In 1867 he was living at 11 Bonnington Place off Ferry Road. George Craig trained under him.

His office was at 31 Charlotte Street (now known as Queen Charlotte Street) and his final home was Rainesfield on Ferry Road. In his role as Town Architect he devised the Leith Improvement Plan around 1870 but this was not executed until 1885 to 1888. One of the most dramatic elements was the levelling of Leith Links, leaving only two upstands: Giants Brae (a military fortification); and Lady Somerset's Brae (a large sand dune erroneously identified as a military work in the 1888 plan). The works also created Henderson Street as a link between Leith Walk/Great Junction Street and The Shore. Whilst this improved communications it swept away 700 medieval buildings and changed the historic street pattern beyond recognition. 2150 people lost their homes and the scheme cost £100,000.

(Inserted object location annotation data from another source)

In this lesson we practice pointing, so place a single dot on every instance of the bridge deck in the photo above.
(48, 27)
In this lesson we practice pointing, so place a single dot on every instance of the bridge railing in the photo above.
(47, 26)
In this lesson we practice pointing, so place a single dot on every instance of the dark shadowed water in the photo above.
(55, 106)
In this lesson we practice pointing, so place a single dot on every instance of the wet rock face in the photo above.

The only major building surviving this clearance was The Vaults, dating from pre-1555 and then owned by the wine merchants J & G Thomson. This building was obtained by the Scotch Malt Whisky Society in 1983.

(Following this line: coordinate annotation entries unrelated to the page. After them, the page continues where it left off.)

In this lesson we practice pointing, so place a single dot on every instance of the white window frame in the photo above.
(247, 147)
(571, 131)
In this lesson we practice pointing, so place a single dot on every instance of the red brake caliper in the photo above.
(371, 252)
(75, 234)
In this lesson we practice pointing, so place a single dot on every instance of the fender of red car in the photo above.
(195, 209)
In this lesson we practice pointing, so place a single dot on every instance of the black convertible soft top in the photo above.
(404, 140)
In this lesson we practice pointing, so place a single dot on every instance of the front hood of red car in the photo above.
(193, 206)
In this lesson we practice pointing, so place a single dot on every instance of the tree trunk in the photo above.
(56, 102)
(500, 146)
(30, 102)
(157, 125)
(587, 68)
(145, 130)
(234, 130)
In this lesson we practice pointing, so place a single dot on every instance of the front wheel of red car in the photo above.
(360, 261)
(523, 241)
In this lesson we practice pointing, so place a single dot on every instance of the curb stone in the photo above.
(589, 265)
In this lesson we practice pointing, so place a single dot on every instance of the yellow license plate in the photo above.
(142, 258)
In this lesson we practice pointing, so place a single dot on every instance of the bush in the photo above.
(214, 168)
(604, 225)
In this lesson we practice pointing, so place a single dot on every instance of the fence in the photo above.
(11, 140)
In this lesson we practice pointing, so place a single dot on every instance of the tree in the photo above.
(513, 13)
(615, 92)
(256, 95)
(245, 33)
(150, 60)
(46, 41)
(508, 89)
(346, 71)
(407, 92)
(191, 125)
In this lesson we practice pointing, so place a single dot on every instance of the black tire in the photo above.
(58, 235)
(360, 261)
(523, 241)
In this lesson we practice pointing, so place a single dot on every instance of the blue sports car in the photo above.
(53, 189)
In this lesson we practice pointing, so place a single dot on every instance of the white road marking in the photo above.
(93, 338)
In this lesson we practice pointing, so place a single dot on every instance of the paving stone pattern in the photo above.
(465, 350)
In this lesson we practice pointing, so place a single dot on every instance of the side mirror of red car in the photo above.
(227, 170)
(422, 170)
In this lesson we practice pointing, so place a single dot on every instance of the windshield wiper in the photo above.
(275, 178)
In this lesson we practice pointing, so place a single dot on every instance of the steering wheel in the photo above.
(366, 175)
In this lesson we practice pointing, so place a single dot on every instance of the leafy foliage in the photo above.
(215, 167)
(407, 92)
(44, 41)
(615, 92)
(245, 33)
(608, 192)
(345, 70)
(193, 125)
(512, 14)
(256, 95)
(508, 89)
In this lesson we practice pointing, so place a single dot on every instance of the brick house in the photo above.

He died at home on 20 February 1894 and is buried with his wife and children in Rosebank Cemetery. The grave lies on the north edge of the raised central section. The obelisk topping his grave has been toppled.

His practice was continued by his son George Simpson (d.1944) after his death.

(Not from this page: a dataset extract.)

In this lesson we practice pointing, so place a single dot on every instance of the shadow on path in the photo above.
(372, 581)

His masterpiece, the huge Chancelot Flour Mill was visible across most of northern Edinburgh (and from his own house). It was demolished in 1971.

==Works==
see

- Leith Institute (1867)
- Extension to Leith Town Hall (1868) one of Britain's first facade retentions
- Scandinavian Church, North Junction St (1868) now used as Leith School of Art
- Dr Bell's School (1869)
- Union Bank Leith (1871)
- Leith Hospital King Street extension (1873)
- Bonnington Road School (1875), now Bun-sgoil Taobh na Pàirce
- Links Place School (1875)
- Lorne Primary School (1875)
- North Fort Street School (1875)
- Yardheads School (1875) now converted to flats
- Tenement at 64-70 Constitution Street (1878)
- Huge department store for Scottish Cooperative Society, Leith Links (1878)
- South Leith Parish Church Halls (1878)
- Warehouse at 42,43 Water Street (1879)
- Gladstone Place, Leith Links (1880)
- Tenement and bank 22-26 Bernard Street (1880)
- Portobello Cooperative Society (1882)
- Industrial School, 92 Restalrig Road (1885)
- Tenement and shops at 59-61 Henderson Street (1890)
- The huge and majestic Chancelot Mills, Bonnington (1891) demolished 1971
- Learmonth House, Dean, Edinburgh (1891)
- New chambers in Leith Town Hall (1891) internal
- Henderson Street tenements (1888-1891)
- Whisky bond, Water Street (1891)
- Warehouses on Maritime Street (1892/3)
- Extension to Leith Hospital (1893)
- Model Lodging House, Parliament Street (1893)

==Family==
He married Margaret Matilda Boak, daughter of William Boak and Margaret Affleck. Almost all his family died young.

Allan's wife, Jessie Anderson Simpson, was listed as a "pauper/lunatic" from 1913 until at least 1923. She was housed at the Asylum for Female Incurables on Mill Lane.